Небо, наконец, достиг своего кресла и медлительно на него воссел. Впрочем, так и не взглянул на старшего Атефской печище, не столько продолжая на него серчать, сколько чувствуя, что погорячился в своих высказываниях.

– А тебе Небо, скажу так, – дополнил свою речь Димург, более авторитарным тоном, вероятно, узрев легкое колыхание облачного кресла, вроде умиротворяющего сидящего на нем старшего Раса. – Порой случается и Божий недогляд. Потому я всегда вам говорил, обязательно приставьте к младшим сынам кого из созданий, чтобы могли докладывать вам о их действиях. Абы не случилось бедствия, такого, что произошел ноне. Согласен, Асилу надобно быть более внимательным к Кручу, ибо малецык, как я смотрю, вельми инертен. Наверно, был таким всегда, потому теперь мы все… все… не только Асил, я, но и ты, Небо, и Дивный будем за ним более настойчиво приглядывать, знать, что на него поколь нельзя ни в чем положиться. Судя по всему, Круч был таким ленивым, инертным в последних человеческих личностях и ту нерадивость впитал в себя. Днесь поколь ничего ему не говорим, а погодя… когда девочка умрет я с ним об случившемся потолкую. Здесь также нужно быть осторожным, чтобы ненароком малецыка не надломить. Посему о том, почему заболел Крушец, доколь знаем мы вчетвером, сынам не рассказываем. А после гибели плоти девочки, обстоятельно все обскажем, сначала я всем младшим. Потом вы остальным малецыкам.

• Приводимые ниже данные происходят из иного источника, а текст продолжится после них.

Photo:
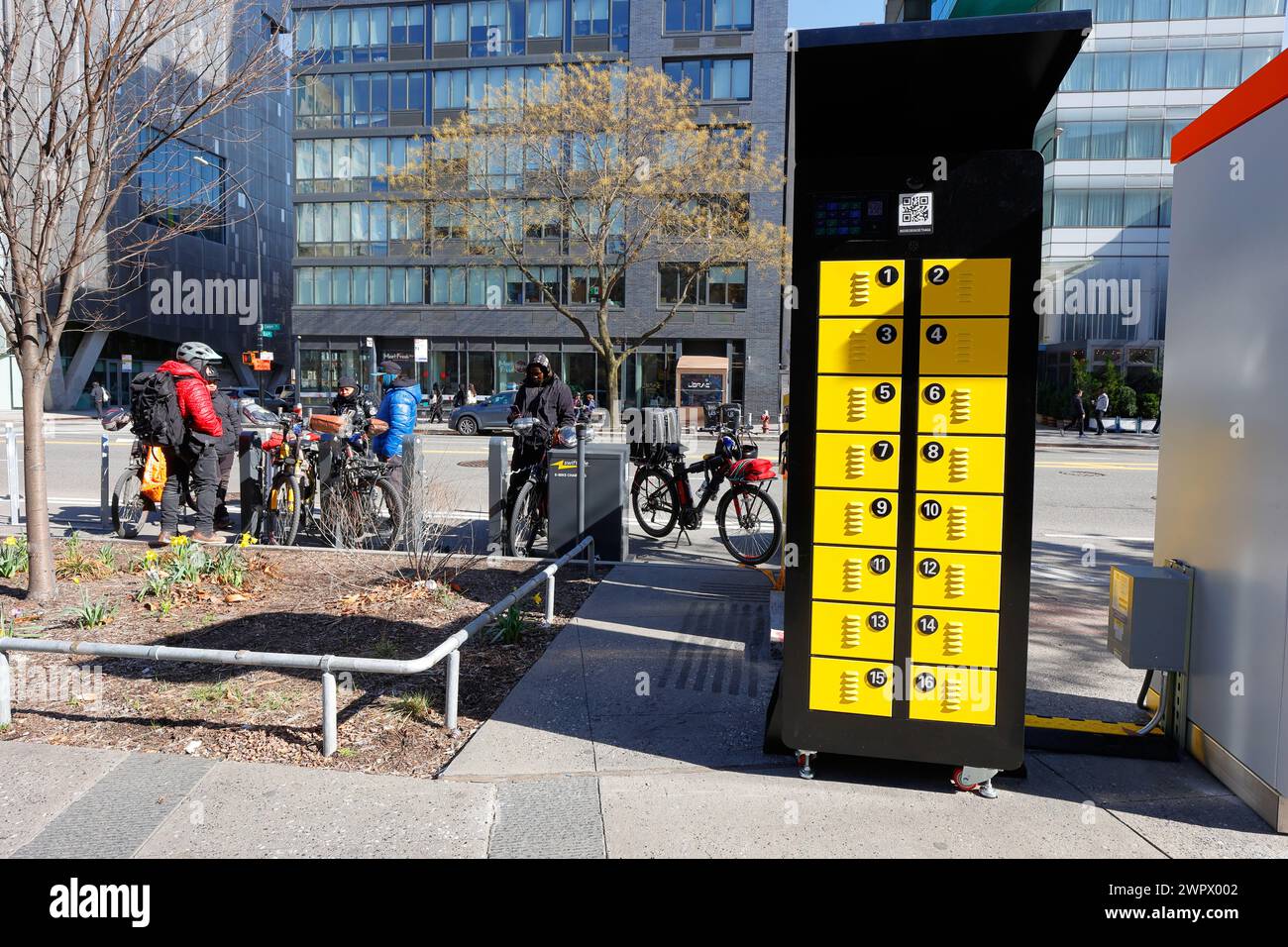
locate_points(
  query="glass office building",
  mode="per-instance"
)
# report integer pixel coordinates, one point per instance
(1147, 69)
(372, 281)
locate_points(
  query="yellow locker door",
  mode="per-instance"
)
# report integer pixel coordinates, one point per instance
(965, 347)
(863, 462)
(956, 579)
(855, 517)
(851, 630)
(971, 286)
(961, 405)
(854, 574)
(848, 402)
(953, 694)
(850, 686)
(861, 287)
(947, 637)
(861, 347)
(961, 464)
(960, 521)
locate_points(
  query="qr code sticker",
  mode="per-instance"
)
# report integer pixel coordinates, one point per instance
(914, 210)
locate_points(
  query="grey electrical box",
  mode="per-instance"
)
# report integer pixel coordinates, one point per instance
(1149, 612)
(605, 500)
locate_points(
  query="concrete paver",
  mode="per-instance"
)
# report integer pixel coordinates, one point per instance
(40, 781)
(266, 810)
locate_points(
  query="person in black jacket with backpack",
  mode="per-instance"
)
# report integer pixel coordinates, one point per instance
(226, 449)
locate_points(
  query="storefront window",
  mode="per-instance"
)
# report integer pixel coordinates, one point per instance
(510, 368)
(321, 369)
(482, 372)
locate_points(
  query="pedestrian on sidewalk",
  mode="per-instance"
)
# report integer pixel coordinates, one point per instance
(1102, 406)
(101, 397)
(1077, 414)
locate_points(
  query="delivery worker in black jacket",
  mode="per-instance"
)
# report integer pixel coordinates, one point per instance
(226, 449)
(545, 397)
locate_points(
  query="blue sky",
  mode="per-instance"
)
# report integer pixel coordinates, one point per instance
(804, 14)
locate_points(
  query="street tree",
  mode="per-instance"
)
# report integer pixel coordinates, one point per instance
(593, 169)
(94, 94)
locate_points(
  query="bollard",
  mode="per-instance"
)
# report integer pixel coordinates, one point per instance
(454, 684)
(104, 497)
(5, 690)
(329, 724)
(497, 480)
(581, 480)
(550, 599)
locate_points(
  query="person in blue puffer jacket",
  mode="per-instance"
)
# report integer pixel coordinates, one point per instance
(397, 408)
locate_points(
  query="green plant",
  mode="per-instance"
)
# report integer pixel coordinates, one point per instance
(13, 557)
(509, 628)
(228, 567)
(411, 706)
(90, 615)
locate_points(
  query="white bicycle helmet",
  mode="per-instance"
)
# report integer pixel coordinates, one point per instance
(196, 351)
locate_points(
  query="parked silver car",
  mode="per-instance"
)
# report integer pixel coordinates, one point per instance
(482, 415)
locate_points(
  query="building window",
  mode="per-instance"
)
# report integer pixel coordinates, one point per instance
(545, 18)
(356, 101)
(713, 80)
(178, 189)
(707, 16)
(360, 285)
(353, 228)
(361, 35)
(585, 287)
(599, 18)
(719, 286)
(348, 165)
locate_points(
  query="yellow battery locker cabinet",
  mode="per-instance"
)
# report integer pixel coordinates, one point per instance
(915, 260)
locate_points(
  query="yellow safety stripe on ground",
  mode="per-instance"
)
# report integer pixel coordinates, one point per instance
(1122, 728)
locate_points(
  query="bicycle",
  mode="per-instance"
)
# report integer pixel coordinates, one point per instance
(130, 508)
(661, 495)
(528, 515)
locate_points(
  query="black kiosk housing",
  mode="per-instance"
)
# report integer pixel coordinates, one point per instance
(917, 206)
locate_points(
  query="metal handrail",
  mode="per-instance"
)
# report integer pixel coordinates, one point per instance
(327, 664)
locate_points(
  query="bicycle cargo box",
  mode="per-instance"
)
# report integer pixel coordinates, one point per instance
(329, 424)
(752, 470)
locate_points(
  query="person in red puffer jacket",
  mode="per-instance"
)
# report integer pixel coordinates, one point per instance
(197, 459)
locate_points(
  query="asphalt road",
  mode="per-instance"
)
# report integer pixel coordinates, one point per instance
(1093, 505)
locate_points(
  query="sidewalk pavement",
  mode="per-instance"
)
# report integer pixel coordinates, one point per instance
(638, 733)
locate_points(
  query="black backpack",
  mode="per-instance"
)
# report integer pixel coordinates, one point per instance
(155, 407)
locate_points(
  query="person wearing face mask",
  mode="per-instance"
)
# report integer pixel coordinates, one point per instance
(398, 410)
(544, 395)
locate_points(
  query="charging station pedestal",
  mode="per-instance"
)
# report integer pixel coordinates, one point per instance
(915, 257)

– Отец, сколько Родитель отвел времени плоти девочки? – вопросил Дивный, только старший брат замолчал, спрашивая о том, что, конечно, же волновало ни его одного, а в целом всех Богов.

– Ничего о том не говорил, моя бесценность, – устало пояснил Перший, и слегка утопив голову в ослоне кресла, прикрыл очи, одначе, оставив на левом узкую щель, чтоб за всем наблюдать. – Он был так мной недоволен… Недоволен, что я с ним все время спорил, понеже не раз на меня гневался. Я поколь приставил к девочке беса, теперь посмотрю, как на него отреагирует Крушец. Малецык покуда очень слабый и вялый… Очень медленно восстанавливается, но Родитель считает, что его состояние не внушает опасения. По поводу девочки… Вмале бесицы-трясавицы поправят ей глаз, осмотрят состояние мозга и плода. Так, что в ближайшее время доложат мне о сроке ее жизни. Надеюсь, у нас есть в запасе хотя бы одна асти, на большее, как я понимаю, рассчитывать нельзя.

Гулко теперь вздохнул Небо и также как старший брат сомкнул очи, потому что таращившаяся на него изумрудными очами змея в навершие венца Димурга, раскрыв пасть, сердито оскалила свои белые загнутые клыки.

– Отец, – очень нежно продышал Дивный, и, подавшись вперед от ослона, стал много ближе к старшему брату. – Я могу увидеть Крушеца?

– Конечно, моя любезность, – дыхнул еле слышно Димург, словно засыпая от разговора и утомления, отчего на чуть-чуть перестала подсвечиваться его кожа, как-то мудрено и вдруг остановив блистание в золото-коричневом тоне.

Дивный теперь медлительно поднялся с кресла, и, подойдя к креслу-лежаку старшего брата, воссел подле его вытянутых ног. Он протянул в сторону лица Першего правую руку и ласково огладив перстами его изогнутые, слегка вздернутые вверх брови, поместившиеся на крупных надбровных дугах да явственно показавшиеся две тонковатые, горизонтальные морщинки на лбу своей теплотой, на малость стал и впрямь не старшим Богом, а отроком в обществе более значимых, могучих и заботливых сродников.

– Отец, скажи Родитель говорил о том, какую печищу выбрал наш Крушец? – поспрашал своим бархатистым баритоном Дивный, остановив перста на полных губах брата.

Старший печищи Димургов немедля открыл свои очи, с мягкостью взглянул на сидящего обок него младшего, и полюбовно облобызав его перста, все также низко отозвавшись:

– Нет, малецык… Родитель того мне не сказывал.

Бог поднял дотоль лежавшую на облокотнице руку и приобняв за шею брата, неторопко преклонив к себе, обнял, теперь прикоснувшись губами к вороху его густых темно-русых волос на голове. Дивный зримо трепетно прижался к груди старшего Димурга, положив на нее голову и недвижно замерши. Прошло совсем немного времени и Перший молвил, словно в саму макушку младшего брата, обращаясь к старшему Расу:

– Ну, а теперь ты мой драгоценный Небо… Сказывай, что в мое отсутствие чудили тут сыны, и почему оба оказались с нашим прибытием у тебя на хуруле?